Makes my heart weep, these beauties.

Our son was anxious to get eating, so I seated him in his booster seat at the dining table, cracked open and buttered a popover, and set it on a little plate in front of him while I dished up the soup. And it got quiet. Too quiet. We both peeked into the dining room to see that little boy gripping a popover half with both hands, cheerfully chomping away.

The popover was half-gone by the time we set out the rest of supper and sat down to eat together. We dined and chatted. And my husband had eaten two popovers by the time our son pointed to the lone popover sitting in the serving bowl and declared “I want more!”

I glanced over to my husband, who stared at that lone popover, his face reflecting the inner conflict. He really wanted that last popover. And while he was glad that his son appreciated the noble popover and all its’ wonders, he also didn’t want to share the last popover.

Our son looked over to me. I looked across the table to my husband. And said “sometimes parenting requires a little sacrifice.”

And he kind of snapped. “Not if it involves the last popover! Let him take my car out for a drive, I don’t care. But I want the last popover.”

“I can’t drive, Daddy,” said our son.

And as he processed that reply I quickly grabbed the popover, split and buttered it, and placed it on our son’s plate.

Silence prevailed. My husband watched our son eat his second popover. I watched my husband to make sure things weren’t going to get overly dramatic. Our son broke the silence when he said “Mommy, I’m full.” I noticed that there was still a half of a popover uneaten on his plate.

“Is your tummy full?”


“Did you want to leave the table and go play?”


“Did you want to share the last of your popover with Daddy?”

“Daddy, here.”

And so, the last popover was shared between father and son.
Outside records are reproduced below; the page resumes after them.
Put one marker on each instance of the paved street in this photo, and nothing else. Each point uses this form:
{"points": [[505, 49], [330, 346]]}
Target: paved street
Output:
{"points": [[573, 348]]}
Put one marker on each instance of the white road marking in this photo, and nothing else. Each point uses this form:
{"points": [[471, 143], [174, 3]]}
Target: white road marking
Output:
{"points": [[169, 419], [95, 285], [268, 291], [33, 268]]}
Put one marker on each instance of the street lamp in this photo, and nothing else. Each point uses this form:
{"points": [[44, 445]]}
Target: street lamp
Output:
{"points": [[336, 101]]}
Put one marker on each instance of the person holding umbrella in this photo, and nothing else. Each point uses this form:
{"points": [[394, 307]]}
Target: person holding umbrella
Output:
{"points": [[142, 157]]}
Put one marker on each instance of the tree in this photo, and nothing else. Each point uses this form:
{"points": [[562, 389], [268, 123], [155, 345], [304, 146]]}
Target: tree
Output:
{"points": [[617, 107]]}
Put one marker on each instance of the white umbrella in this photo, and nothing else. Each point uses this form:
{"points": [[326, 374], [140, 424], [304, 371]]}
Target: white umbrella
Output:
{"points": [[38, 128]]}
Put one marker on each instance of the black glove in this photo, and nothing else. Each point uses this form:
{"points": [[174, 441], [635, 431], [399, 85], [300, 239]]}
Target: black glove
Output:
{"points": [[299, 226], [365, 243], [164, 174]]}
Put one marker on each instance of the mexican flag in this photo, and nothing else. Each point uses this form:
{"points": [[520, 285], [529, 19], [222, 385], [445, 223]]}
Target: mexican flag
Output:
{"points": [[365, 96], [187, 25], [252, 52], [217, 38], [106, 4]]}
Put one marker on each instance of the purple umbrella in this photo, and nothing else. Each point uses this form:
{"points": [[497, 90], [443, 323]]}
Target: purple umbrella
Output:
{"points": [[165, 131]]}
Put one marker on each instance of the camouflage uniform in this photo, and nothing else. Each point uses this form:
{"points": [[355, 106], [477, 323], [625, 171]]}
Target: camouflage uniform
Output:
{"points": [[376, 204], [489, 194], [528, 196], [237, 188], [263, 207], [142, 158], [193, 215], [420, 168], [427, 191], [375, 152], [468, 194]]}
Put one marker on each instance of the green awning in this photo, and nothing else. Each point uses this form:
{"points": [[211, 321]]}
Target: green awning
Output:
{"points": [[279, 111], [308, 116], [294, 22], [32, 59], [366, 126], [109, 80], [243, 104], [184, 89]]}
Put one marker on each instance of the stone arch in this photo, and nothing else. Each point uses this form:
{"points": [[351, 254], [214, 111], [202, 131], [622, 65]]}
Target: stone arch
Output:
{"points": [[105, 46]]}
And a father was rewarded for his sacrifice.

I do not know if they will learn more about sharing in future batches of popovers. I’m a bit stymied about how to do multiple or even sequential batches since part of the formula involves fluctuating oven temperatures and having a pan that’s truly hot enough. And don’t you dare suggest getting one of those mini-pans. That would kill the joy. But, if you’d like to start your own fight over popovers, here’s the recipe I use. You’ve been warned.


  • 1 cup all-purpose flour
  • 1/2 teaspoon salt
  • 2 large eggs
  • 1 cup milk (use whole milk, not low-fat)

Position oven rack so that the tops of the popovers will be near the middle of the oven, and preheat to 450 degrees.

In a large bowl mix together the flour and salt.

In a small bowl, whisk the eggs until the yolks and whites are completely mixed and change color. Gently mix in the milk and warm the mixture in the microwave until it is about room temperature (try about a minute at half-power).

Mix the wet ingredients into the dry until just combined. There will be some small lumps left in the batter.

In the preheated oven, heat a six-cup popover pan on top of a baking sheet for 5 minutes. Melt about 1 tablespoon of butter in a small bowl while the pan is heating. Take the popover pan out of the oven, shutting the oven door, and brush the insides of the popover pan cups with plenty of melted butter.

Fill the cups half full with batter, and place the popover pan in the oven.

Bake the popovers at 450 degrees for 20 minutes. Reduce the heat to 375 degrees and bake for another 20 minutes or until the popovers are golden brown and crisp. Remove from the oven and serve immediately.

Makes 6 popovers.


One Comment Add yours

  1. beth salzl says:

    I do believe a second pan is needed. Tom does get points for sharing.